[Transcriptomics study of coronary slow flow disease and verification of differentially expressed genes].

ABSTRACT

Objective: To determine the differentially expressed genes between patients with coronary slow flow (SCF) and healthy controls, as well as to define the signal pathways and protein interactions related to the pathogenesis of the disease. Methods: A total of 43 hospitalized SCF patients in the year of 2018 and 43 healthy subjects, who underwent health checkup in the same year, were enrolled in this study. General data were obtained, blood samples were collected to determine the related indicators of glucose metabolism, lipid metabolism and kidney metabolism. RNA was extracted from blood monocytes, and the differential gene expression profiles were investigated by RNA-Seq. GO function annotation, KEGG pathway enrichment, protein interaction network analysis (PPI) and phenotype analysis were performed. The levels of related cytokines were detected by ELISA, and qPCR was used to verify differentially expressed genes of the two groups. Results: In the SCF group, there were 27 (62.79%) males and 16 females (37.21%), the average age was (54.3±8.8) years. In the control group, there were 29 males (67.44%) and 14 females (31.56%), the average age was (57.2±8.3) years.
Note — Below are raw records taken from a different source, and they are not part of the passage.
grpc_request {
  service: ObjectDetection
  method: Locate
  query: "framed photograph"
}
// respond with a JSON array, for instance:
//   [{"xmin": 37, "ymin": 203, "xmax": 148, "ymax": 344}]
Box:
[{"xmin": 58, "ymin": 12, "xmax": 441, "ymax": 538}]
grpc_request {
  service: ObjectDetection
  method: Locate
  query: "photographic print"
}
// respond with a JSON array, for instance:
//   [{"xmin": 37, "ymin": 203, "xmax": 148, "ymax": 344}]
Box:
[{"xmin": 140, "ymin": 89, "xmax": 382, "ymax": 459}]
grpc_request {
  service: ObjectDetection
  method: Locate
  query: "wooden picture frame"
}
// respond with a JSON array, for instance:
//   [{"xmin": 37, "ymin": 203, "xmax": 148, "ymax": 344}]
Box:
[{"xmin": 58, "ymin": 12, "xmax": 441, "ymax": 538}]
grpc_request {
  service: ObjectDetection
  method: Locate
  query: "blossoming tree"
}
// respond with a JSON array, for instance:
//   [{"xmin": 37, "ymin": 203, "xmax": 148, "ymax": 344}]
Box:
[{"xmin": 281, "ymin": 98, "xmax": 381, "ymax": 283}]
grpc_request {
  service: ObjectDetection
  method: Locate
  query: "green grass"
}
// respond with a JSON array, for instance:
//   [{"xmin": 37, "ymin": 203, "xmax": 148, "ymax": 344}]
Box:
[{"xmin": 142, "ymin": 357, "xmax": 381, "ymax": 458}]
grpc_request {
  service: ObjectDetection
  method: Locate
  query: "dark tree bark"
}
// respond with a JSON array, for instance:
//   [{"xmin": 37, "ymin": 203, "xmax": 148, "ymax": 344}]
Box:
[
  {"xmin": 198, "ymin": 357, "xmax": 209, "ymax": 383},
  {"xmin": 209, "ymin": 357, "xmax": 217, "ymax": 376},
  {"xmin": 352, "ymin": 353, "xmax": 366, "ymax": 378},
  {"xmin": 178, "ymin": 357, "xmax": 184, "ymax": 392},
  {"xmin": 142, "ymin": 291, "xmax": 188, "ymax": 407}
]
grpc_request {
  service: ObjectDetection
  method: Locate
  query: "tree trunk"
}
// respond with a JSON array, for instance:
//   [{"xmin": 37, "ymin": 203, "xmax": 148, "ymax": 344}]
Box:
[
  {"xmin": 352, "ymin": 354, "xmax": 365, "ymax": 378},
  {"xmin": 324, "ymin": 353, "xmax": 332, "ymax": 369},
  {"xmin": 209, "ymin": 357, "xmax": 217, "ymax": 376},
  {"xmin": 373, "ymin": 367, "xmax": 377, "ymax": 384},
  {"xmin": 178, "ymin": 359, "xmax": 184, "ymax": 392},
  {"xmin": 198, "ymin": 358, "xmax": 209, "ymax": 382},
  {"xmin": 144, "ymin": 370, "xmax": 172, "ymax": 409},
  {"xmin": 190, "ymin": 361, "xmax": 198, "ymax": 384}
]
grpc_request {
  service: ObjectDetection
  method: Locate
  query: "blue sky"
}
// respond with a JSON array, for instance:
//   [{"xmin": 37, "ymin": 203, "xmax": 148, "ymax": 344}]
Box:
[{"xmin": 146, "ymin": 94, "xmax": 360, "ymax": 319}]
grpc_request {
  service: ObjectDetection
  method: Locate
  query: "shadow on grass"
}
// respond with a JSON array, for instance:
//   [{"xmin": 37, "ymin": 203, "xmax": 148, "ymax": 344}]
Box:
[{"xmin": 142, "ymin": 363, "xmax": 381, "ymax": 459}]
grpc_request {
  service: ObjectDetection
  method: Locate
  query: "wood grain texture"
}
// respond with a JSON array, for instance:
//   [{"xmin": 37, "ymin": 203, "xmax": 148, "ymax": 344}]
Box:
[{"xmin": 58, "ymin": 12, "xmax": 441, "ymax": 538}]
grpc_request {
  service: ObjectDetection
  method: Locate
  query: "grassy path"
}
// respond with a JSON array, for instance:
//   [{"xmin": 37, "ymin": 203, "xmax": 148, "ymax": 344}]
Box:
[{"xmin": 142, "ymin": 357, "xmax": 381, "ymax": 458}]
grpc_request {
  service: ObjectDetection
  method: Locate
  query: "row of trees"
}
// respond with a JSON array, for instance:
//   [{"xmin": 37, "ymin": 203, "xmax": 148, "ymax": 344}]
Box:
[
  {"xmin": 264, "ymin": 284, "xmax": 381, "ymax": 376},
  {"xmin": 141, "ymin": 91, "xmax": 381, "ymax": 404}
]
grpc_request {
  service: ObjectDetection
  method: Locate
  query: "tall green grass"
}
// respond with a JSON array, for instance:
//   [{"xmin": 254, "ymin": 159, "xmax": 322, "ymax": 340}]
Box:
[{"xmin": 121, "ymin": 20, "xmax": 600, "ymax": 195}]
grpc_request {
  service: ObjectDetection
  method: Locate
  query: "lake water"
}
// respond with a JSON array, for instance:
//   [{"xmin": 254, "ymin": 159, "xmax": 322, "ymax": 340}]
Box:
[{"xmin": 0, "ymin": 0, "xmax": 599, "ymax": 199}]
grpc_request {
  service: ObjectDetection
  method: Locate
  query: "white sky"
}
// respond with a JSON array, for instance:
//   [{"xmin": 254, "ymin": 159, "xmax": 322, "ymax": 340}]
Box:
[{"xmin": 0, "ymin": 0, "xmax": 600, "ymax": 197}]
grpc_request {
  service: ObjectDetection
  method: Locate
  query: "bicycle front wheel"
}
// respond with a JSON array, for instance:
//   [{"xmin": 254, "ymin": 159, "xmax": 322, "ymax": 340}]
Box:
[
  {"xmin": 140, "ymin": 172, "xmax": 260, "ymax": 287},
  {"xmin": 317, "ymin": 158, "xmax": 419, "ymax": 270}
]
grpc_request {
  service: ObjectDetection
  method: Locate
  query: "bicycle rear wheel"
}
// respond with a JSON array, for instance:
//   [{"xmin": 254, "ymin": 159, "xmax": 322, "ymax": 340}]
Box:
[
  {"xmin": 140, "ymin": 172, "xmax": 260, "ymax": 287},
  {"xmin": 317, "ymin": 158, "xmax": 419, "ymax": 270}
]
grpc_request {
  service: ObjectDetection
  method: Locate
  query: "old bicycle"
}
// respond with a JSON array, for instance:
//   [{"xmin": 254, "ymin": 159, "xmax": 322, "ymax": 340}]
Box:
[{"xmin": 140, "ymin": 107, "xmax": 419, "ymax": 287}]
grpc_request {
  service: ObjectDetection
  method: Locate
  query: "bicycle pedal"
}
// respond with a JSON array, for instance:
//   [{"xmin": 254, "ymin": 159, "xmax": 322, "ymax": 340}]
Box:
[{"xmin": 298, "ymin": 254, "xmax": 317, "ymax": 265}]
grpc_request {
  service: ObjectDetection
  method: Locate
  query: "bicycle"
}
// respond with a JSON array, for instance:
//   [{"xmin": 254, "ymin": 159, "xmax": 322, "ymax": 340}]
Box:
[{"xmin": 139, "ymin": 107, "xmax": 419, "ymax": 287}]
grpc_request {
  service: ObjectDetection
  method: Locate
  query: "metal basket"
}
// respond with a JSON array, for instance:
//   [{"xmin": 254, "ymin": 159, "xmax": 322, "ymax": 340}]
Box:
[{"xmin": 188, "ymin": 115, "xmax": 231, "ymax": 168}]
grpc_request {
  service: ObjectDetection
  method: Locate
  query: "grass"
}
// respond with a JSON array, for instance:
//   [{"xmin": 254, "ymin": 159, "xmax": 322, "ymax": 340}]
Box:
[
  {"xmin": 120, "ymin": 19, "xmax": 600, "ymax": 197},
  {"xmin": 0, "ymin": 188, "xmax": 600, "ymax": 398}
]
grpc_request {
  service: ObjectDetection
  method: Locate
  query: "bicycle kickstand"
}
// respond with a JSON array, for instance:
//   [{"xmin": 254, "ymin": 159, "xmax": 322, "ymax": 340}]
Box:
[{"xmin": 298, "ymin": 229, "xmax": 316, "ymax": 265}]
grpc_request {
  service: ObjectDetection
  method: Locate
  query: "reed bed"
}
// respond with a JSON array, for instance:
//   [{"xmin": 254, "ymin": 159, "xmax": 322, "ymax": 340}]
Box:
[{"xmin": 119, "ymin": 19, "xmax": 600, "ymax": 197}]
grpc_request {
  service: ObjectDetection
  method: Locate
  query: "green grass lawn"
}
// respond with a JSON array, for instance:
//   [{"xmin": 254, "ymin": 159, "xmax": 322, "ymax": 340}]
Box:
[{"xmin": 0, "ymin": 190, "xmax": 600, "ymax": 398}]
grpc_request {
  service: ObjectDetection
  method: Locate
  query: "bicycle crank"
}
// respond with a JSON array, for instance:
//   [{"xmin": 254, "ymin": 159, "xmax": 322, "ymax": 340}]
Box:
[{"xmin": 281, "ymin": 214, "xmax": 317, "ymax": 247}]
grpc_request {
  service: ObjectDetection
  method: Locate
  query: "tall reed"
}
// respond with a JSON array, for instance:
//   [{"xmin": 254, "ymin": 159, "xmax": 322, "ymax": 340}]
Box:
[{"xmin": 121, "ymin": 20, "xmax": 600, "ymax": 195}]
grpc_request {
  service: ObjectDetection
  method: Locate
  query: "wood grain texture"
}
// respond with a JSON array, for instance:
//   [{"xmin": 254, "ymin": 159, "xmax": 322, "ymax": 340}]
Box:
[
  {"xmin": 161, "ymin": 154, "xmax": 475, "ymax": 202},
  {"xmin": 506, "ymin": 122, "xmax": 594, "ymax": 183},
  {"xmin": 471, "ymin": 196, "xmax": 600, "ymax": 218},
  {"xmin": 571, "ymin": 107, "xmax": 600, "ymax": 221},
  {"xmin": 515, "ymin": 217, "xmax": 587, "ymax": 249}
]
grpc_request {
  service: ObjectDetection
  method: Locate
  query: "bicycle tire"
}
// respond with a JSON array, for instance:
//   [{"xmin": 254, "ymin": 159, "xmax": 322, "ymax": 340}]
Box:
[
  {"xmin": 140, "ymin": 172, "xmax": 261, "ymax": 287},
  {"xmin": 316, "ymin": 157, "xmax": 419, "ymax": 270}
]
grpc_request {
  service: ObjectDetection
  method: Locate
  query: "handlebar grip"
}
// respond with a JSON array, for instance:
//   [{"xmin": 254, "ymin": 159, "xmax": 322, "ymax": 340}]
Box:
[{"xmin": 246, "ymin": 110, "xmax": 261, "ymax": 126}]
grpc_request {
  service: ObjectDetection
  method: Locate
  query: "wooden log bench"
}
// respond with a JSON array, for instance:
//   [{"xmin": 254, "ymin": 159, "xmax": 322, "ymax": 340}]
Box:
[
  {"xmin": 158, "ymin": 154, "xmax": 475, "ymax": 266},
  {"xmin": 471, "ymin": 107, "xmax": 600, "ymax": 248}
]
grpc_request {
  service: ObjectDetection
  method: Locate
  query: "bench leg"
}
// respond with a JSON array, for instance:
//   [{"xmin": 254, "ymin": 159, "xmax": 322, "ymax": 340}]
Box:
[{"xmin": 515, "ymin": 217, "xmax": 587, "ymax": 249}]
The percent of smoking history, abnormal fasting blood glucose, abnormal blood lipid levels and body mass index were significantly higher in the SCF group than in the control group (all P<0.01). There were 117 differentially expressed genes between SCF patients and healthy controls, of which 73 were up-regulated and 44 were down-regulated. Biological function analysis of the differentially expressed genes showed that these genes were mainly related to antigen processing and presentation, cell phagocytosis, immunoglobulin, intestinal immune network, Th1 and Th2 cell differentiation and Th17 cell differentiation pathways. The expression levels of inflammatory cytokines IL-6, IL-10, tumor necrosis factor-α and interferon-γ were significantly higher in SCF patients than in healthy controls (all P<0.05). Among the top 12 genes with the most significant differences between the two groups, qPCR analysis indicated consistent results with the transcriptome results in 11 out of 12 genes. PPI analysis showed that FPR2 and THBS3 proteins were at the core of the entire protein interaction network. Conclusion: Genes such as FPR2 and THBS3 may play important roles in the pathogenesis of SCF through immune-related pathways such as antigen processing and presentation and Th17 cell differentiation.